Date of Degree

5-2015

Document Type

Dissertation

Degree Name

Ph.D.

Program

Psychology

Advisor

Philip T. Yanos

Subject Categories

Clinical Psychology | Psychology

Keywords

forensic psychiatric patients; mental illness; offenders; race; self-stigma; stigma

Abstract

Stigma involves negative beliefs and devaluations of people in socially identified groups (e.g. race, mental illness). Although people have many reactions to social stigma, some labeled people internalize these attitudes. Research has increasingly explored mental illness self-stigma, when people with mental illness begin to believe that society's negative beliefs are true of them (e.g., that they are hopeless due to mental illness). Self-stigma predicts poorer functional and treatment outcomes. Stigma research has typically investigated stigmatized labels individually.

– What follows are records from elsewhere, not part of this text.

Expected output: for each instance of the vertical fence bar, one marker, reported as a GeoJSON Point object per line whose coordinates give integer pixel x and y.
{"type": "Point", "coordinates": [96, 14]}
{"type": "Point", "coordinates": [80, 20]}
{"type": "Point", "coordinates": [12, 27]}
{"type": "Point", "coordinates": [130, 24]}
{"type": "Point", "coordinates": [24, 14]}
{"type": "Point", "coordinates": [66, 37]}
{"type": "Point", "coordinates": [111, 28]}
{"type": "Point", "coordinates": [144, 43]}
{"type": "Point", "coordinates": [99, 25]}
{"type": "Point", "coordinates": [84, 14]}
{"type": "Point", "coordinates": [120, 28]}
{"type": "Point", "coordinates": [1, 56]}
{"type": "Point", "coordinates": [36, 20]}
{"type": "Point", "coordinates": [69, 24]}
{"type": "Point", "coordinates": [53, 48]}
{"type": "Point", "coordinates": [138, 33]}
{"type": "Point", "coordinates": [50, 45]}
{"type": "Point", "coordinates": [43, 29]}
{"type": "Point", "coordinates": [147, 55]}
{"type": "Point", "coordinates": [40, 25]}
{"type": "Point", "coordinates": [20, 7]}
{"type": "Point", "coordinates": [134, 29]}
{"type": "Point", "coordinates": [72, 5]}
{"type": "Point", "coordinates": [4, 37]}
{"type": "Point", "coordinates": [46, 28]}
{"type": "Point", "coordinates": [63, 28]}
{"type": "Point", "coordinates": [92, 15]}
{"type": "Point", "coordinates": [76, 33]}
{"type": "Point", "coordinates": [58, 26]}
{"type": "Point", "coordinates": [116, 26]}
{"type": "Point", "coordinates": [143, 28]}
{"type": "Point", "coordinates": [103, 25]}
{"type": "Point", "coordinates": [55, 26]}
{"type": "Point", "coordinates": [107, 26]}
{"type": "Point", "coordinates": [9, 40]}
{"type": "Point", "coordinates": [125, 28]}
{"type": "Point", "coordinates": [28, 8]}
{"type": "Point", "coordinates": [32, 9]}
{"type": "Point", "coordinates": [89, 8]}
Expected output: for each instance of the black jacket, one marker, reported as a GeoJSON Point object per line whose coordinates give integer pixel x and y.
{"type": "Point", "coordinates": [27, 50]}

Forensic psychiatric patients, people with mental illness with history of criminal conviction, by definition experience multiple stigmas, yet no research has explored how stigmas due to mental illness, race, and criminal history influence each other. Forensic psychiatric stigma is particularly relevant given increasing social attention on violence, incarceration, mental illness, and race. This dissertation sought to integrate research and theory on these stigmatized identities, to extend previous research on mental illness self-stigma to a forensic psychiatric sample, and to investigate the impact of multiple stigmatized identities on self-esteem, depression, treatment adherence, and therapeutic alliance. Results indicated that mental illness self-stigma, expectations of discrimination due to criminal history, and less positive racial self-concept, all exhibited some predicted relationships with outcome variables. There was also evidence of a combinatory effect of these types of stigma. Conclusions discuss clinical implications and targets for future research.